By DRONELIFE staff writer Jim Magill

Following a successful two-year pilot program, international oil and gas company Shell will employ a small fleet of drones to fly over more than 500 oil and gas sites in the Permian Basin of West Texas and southeastern New Mexico, searching for leaks of methane, a potent greenhouse gas.

In a recent statement, Shell said it had reached an agreement with Avitas, a Baker Hughes-owned venture, to expand its current use of drones employed as part of its existing methane leak detection and repair (LDAR) program in the basin.

Avitas, which had deployed two drones during the pilot phase of the program, will continues to fly a pair of drones in the current deployment program, a Shell spokeswoman said. In the pilot phase of the program, the Shell-Avitas team had used two types of drones, AeroVironment VAPOR 55 all-electric helicopter and the DJI M600 Pro. However, in the operational phase of the program the team has opted to fly the M600 exclusively.

“During the pilot phase, we have conducted more than 500 test flights, during which we have assessed the capability and reliability of drones and drone-mounted sensors, perfected inspection protocols, calibrated artificial intelligence (AI) enabled software platforms and developed data collection profiles,” the spokeswoman said.

“Based on the pilot program, we know that drone-based cameras and sensors combined with Avitas’ advanced computer vision and machine-learning analytics provide a valuable source of insight.”

Drones equipped with an optical gas imaging (OGI) camera and a laser-based detection system will conduct aerial inspections over a variety of Shell sites across the basin, including well pads, central processing facilities, saltwater disposal plants and compressor stations, all of which have the potential to be sources of methane emissions.

Methane, an odorless and colorless gas, is the main component of natural gas. It’s a powerful greenhouse gas, with 28 times the heat-trapping power of carbon dioxide over a 100-year span.

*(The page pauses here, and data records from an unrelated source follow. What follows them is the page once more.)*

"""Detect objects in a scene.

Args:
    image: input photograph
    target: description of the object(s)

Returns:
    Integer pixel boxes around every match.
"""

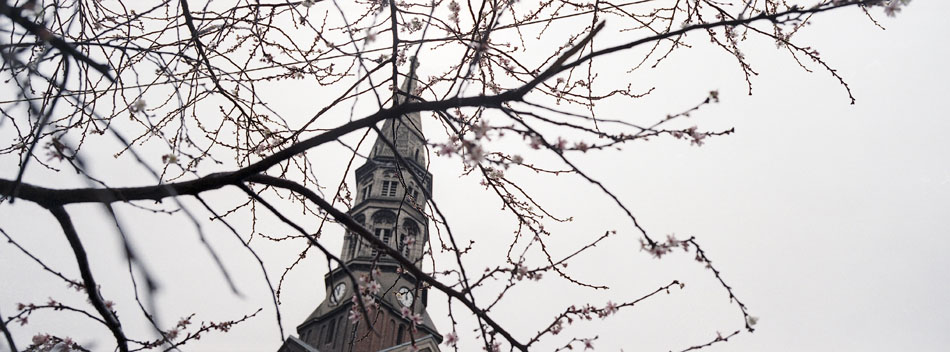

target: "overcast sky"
[1,1,948,352]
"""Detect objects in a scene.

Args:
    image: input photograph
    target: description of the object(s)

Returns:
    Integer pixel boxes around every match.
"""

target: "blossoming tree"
[0,0,909,351]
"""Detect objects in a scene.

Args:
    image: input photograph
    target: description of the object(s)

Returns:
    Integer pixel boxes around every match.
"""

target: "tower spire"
[279,59,440,352]
[395,56,419,105]
[370,59,425,165]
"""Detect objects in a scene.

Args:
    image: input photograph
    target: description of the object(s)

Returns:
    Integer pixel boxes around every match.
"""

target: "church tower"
[279,61,442,352]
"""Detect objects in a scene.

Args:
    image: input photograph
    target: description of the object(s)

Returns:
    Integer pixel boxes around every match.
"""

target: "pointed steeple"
[395,57,419,105]
[370,58,425,166]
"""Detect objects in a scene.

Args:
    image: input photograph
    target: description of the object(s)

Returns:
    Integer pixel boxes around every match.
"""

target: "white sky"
[1,1,949,352]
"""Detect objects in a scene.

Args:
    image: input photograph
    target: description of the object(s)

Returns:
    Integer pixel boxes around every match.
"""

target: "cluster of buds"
[30,334,82,351]
[129,98,146,113]
[435,118,496,166]
[833,0,911,17]
[640,234,691,259]
[400,306,424,327]
[253,132,284,155]
[511,262,542,281]
[163,316,193,340]
[568,301,621,322]
[348,293,381,323]
[359,271,382,296]
[670,126,708,146]
[349,270,384,322]
[404,17,423,33]
[526,134,591,153]
[447,0,461,24]
[484,340,502,352]
[45,138,70,162]
[162,153,178,164]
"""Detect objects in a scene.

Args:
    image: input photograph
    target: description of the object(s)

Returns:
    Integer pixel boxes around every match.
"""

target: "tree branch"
[47,205,129,352]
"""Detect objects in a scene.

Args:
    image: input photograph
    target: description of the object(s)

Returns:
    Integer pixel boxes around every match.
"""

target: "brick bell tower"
[279,60,442,352]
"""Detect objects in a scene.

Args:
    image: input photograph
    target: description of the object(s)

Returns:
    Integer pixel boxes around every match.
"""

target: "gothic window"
[334,317,343,349]
[375,228,393,253]
[400,219,419,258]
[360,184,372,201]
[346,234,357,259]
[381,181,398,197]
[407,185,420,204]
[389,319,397,344]
[347,214,365,259]
[371,211,396,256]
[396,324,405,344]
[325,318,336,345]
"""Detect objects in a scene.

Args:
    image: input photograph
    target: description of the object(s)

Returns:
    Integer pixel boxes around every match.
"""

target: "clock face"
[397,287,414,307]
[330,283,346,304]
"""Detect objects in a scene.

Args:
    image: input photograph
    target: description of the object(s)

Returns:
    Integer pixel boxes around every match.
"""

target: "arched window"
[348,214,365,259]
[318,324,325,345]
[406,183,420,204]
[400,219,419,258]
[325,318,336,345]
[397,324,406,344]
[359,177,373,201]
[389,319,397,344]
[371,210,396,256]
[334,316,344,349]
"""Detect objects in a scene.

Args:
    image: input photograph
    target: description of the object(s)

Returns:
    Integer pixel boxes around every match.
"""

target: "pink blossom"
[582,338,594,350]
[551,320,563,335]
[411,313,423,326]
[472,120,491,139]
[573,142,589,152]
[444,332,458,347]
[529,136,543,149]
[32,334,50,345]
[466,143,485,164]
[884,0,903,16]
[604,301,618,316]
[365,280,381,294]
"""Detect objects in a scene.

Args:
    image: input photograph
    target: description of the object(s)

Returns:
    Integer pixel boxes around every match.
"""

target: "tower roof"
[369,59,425,165]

The Permian Basin drone program is aimed at helping Shell achieve its corporate goal of limiting its methane emissions intensity from its operated oil and gas assets below 0.2% by 2025.

Avitas CEO Jason Roe said the key to the methane detection and repair program lies in the integration of the physical asset, the drone, with the cyber component of analyzing the data collected by the drones.

“We have an advanced cyber/physical integration team that will take the drone platform and couple it with the sensor technologies,” Roe said in an interview.

“The cyber physical integration of getting the sensors on board, knowing the right flight paths, the automation of the flight paths and everything else takes quite a bit of planning,” he said.

There’s also a great deal of “art” going into ensuring a smooth interface among all the components of the system, “making sure that the right metadata goes into the right places for proper ingestions into our web-based platform,” Roe said.

“In addition, we can use computer-vision algorithms to drive additional findings on the sites, beyond just the methane detection itself,” he said.

Avitas, which has licensed drone pilots on its staff, generally sends its own team into the field along with their equipment to perform the inspections, although Roe said that on occasion the company has subcontracted the work out to others from the growing community of drone pilots in the region.

On its website, Shell envisioned an even greater expansion of its drone program in the region. The company said that in the future, the use of drones has the potential to extend the major oil company’s reach across its 500,000-acres area of interest in the Permian Basin, which encompasses 1,300 operated and non-operated oil and gas wells.

Although the company has long used surveillance drones in other regions of the world where it operates, it has faced challenges to expanding its drone operations across its vast U.S. oil and gas shale assets, because of the U.S. aviation regulations requiring drones to stay within range of the pilot’s vision, Shell said.

In September 2018, the Federal Aviation Administration granted Avitas Systems first approval to fly drones for civil use beyond the visual line of sight (BVLOS) with the assistance of radar in Loving County, Texas.

During the pilot phase, the Shell-Avitas team tested BVLOS flight for its drones. However, for the time being the team has decided not to include BVLOS flight as part of its current Permian deployment program.